Band of the Week: The War on Drugs

Music Features The War on Drugs

Hometown: Philadelphia, Penn.
Fun Fact: While singer/guitarist Adam Granduciel treats the feel and ideas of his songwriting on the band’s debut very seriously, he’s careful on certain compositions to not finish his lyrics in advance of recording, in order to allow for improvisation.
Why It’s Worth Watching: Granduciel’s plainspoken voice and his band’s dreamily textured, ambient sound are alluringly compatible, lush and dreamy with a familiar rock ‘n’ roll bite.
For Fans Of: Tom Petty, Willie Nile, Brian Eno, Sonic Youth

The War On Drugs is a tough band to Google.

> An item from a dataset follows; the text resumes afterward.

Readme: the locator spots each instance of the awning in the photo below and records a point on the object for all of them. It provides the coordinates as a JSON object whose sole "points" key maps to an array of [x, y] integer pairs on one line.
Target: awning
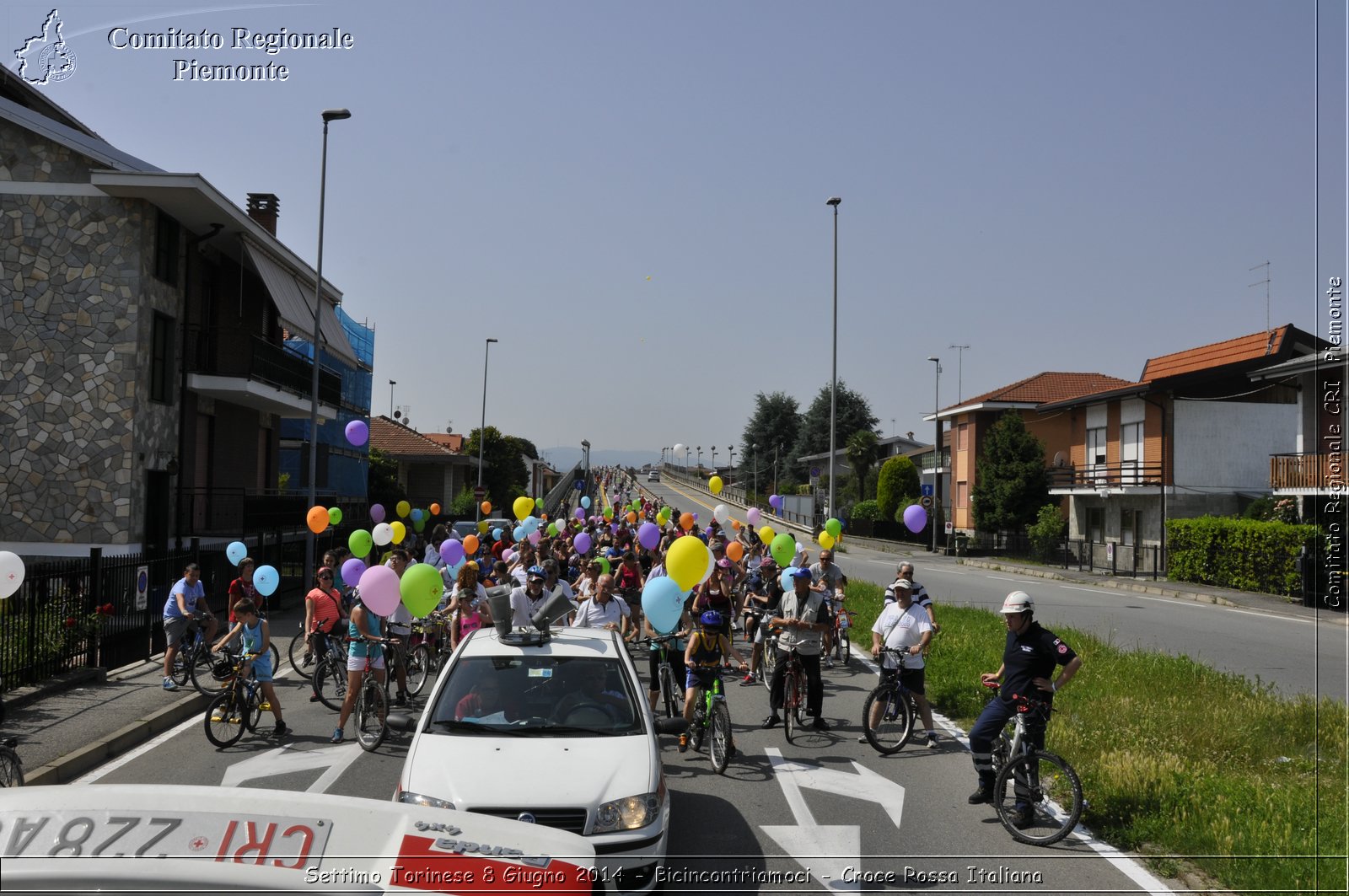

Type “War On Drugs” into the search engine, and you’ll eventually find the band’s website, though not before an endless number of entries, most of them critical, about the United States’ struggling attempt to prohibit the use of illegal drugs. Or, a song by the Barenaked Ladies called “War on Drugs.” There’s even, weirdly, The Drug Law Blog, a site about drug policies in California that also has a rave about the band’s debut full-length on Secretly Canadian, Wagonwheel Blues.

This problem doesn’t much bother Adam Granduciel, the band’s singer/songwriter/guitarist. “I remember back when we started, I Googled the name and realized it was pretty time-consuming for me to sift through things,” he says. “I like it better that way, actually, because you can’t obsess over your press. And I don’t have a computer, anyway.”

Granduciel moved to Philadelphia from Oakland in 2003, met guitarist Kurt Vile and started making music with him. He and Vile especially delved into their interest in Dylan-engendered wordy folk-rock, with its yin-yang mix of tender acoustic and rousing electric guitars. But they also liked the transcendent grandeur of textured soundscapes as created by musicians/producers Brian Eno and Daniel Lanois, with some Sonic Youth guitar rush thrown in. In 2005, the band was formed, later releasing an EP containing demos of several songs. (Granduciel and currently-on-leave drummer Kyle Lloyd did stints with Philadelphia’s pop-progressives The Capitol Years.)

Produced by Granduciel, Vile and Jeff Zeigler, Wagonwheel Blues uses samples of Granduciel’s own early-rough-mix recordings for its finished tracks. That helps give the music its dense, mysterious, haunting sound. But live, the band goes for a more immediate impact. “Sometimes we’ll get into a groove on a jam and just keep going,” Granduciel says. “Every night feels real fresh, real nice.”